The flagship Bayesian workhorse

Stan magically reducing posterior distribution surfaces to a smooth traversible manifold

Stan is the inference toolbox for broad classes of Bayesian inference, daaaaahling. Usually seen in concert with brms, which makes it easier to use in various standard regression models, but “bareback” is also pretty simple.

Baked-in documentation is extensive, but there is more. Andrew Gelman notes:

The basic execution structure of Stan is in the JSS paper (by Bob Carpenter, Andrew Matt Hoffman, Daniel Lee, Ben Goodrich, Michael Betancourt, Marcus Brubaker, Jiqiang Guo, Peter Li, and Allen Riddell) and in the reference manual. The details of autodiff are in the arXiv paper (by Bob Carpenter, Matt Hoffman, Marcus Brubaker, Daniel Lee, Peter Li, and Michael Betancourt). These are sort of background for what we’re trying to do.

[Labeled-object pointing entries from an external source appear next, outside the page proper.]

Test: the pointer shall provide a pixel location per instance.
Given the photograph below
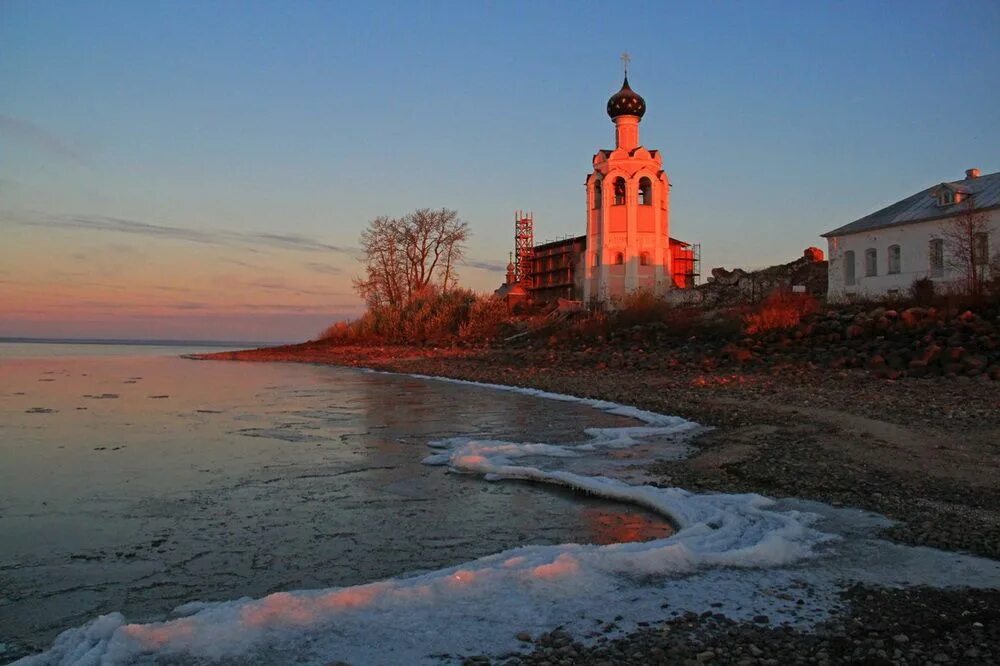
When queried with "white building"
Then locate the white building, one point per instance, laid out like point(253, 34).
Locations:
point(883, 253)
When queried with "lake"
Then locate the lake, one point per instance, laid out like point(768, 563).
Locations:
point(134, 480)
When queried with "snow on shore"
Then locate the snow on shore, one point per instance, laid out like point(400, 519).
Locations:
point(742, 555)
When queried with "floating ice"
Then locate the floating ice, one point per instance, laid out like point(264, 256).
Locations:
point(741, 555)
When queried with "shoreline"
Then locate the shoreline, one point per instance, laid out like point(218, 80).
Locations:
point(923, 452)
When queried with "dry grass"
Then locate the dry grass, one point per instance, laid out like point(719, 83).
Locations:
point(780, 310)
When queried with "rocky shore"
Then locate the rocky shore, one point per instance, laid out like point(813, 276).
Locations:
point(923, 451)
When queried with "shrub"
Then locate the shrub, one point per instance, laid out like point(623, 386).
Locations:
point(641, 307)
point(430, 317)
point(779, 310)
point(486, 316)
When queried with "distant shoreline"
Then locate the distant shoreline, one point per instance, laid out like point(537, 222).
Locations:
point(142, 342)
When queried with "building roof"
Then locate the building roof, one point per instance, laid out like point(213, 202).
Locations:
point(922, 206)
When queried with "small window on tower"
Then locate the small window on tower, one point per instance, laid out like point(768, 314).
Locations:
point(645, 192)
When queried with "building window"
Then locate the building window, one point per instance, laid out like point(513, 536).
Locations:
point(619, 191)
point(935, 254)
point(980, 249)
point(645, 192)
point(871, 262)
point(893, 259)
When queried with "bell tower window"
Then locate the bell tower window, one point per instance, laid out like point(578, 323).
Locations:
point(619, 191)
point(645, 192)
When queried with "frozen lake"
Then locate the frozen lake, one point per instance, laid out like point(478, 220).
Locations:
point(137, 482)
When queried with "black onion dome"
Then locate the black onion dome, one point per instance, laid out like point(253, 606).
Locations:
point(626, 102)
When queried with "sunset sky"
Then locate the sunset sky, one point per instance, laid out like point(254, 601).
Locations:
point(203, 170)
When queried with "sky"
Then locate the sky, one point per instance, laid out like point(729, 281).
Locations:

If you haven’t read Maria Gorinova’s MS thesis and POPL paper (with Andrew Gordon and Charles Sutton), you should probably start there.

Radford Neal’s intro to HMC is nice, as is the one in David McKay’s book. Michael Betancourt’s papers are the thing to read to understand HMC deeply—he just wrote another brain bender on geometric autodiff (all on arXiv). Starting with the one on hierarchical models would be good as it explains the necessity of reparameterizations.

Also I recommend our JEBS paper (with Daniel Lee, and Jiqiang Guo) as it presents Stan from a user’s rather than a developer’s perspective.

And, for more general background on Bayesian data analysis, we recommend Statistical Rethinking by Richard McElreath and BDA3.

Those last two links have lots of worked examples using Stan.

Stan is a really good tool that I use all the time and if it solves your problem then it is an unbeatable developer experience. It does so much automatically, and makes it easy to do the right thing on what is left. It has some sharp boundaries around what it can do, however. Firstly, it cannot handle parameter domains that cannot be continuously mapped onto a cartesian product of scalar unbounded domains. The space of e.g. positive-definite matrices, or discrete parameters will only work if you can find a sweet hack to shoehorn them in. It has no general foreign function interface, so you can’t plug external tools in, however, and if you want to do unorthodox variational inference it is not ideal. Since it is its own programming language, it is hard to work around this.

However, it is possible to implement models in C++, so for example, Google’s differentiable physics simulator claims their physics engine could be used to define a Stan model, and HMC inference would work.

Betancourt, Michael. 2017. “A Conceptual Introduction to Hamiltonian Monte Carlo.” January 9, 2017.
———. 2018. “The Convergence of Markov Chain Monte Carlo Methods: From the Metropolis Method to Hamiltonian Monte Carlo.” Annalen Der Physik, March.
Betancourt, Michael, Simon Byrne, Sam Livingstone, and Mark Girolami. 2017. “The Geometric Foundations of Hamiltonian Monte Carlo.” Bernoulli 23 (November): 2257–98.
Betancourt, Michael, Michael I. Jordan, and Ashia C. Wilson. 2018. “On Symplectic Optimization.” February 10, 2018.
Carpenter, Bob, Matthew D. Hoffman, Marcus Brubaker, Daniel Lee, Peter Li, and Michael Betancourt. 2015. “The Stan Math Library: Reverse-Mode Automatic Differentiation in C++.” 2015.
Gabry, Jonah, Daniel Simpson, Aki Vehtari, Michael Betancourt, and Andrew Gelman. 2019. “Visualization in Bayesian Workflow.” Journal of the Royal Statistical Society: Series A (Statistics in Society) 182 (2): 389–402.
Gelman, Andrew, Daniel Lee, and Jiqiang Guo. 2015. “Stan: A Probabilistic Programming Language for Bayesian Inference and Optimization.” Journal of Educational and Behavioral Statistics 40 (5): 530–43.
Goodrich, Ben, Andrew Gelman, Matthew D. Hoffman, Daniel Lee, Bob Carpenter, Michael Betancourt, Marcus Brubaker, Jiqiang Guo, Peter Li, and Allen Riddell. 2017. “Stan : A Probabilistic Programming Language.” Journal of Statistical Software 76 (1).
Gorinova, Maria I., Andrew D. Gordon, and Charles Sutton. 2019. “Probabilistic Programming with Densities in SlicStan: Efficient, Flexible and Deterministic.” Proceedings of the ACM on Programming Languages 3 (January): 1–30.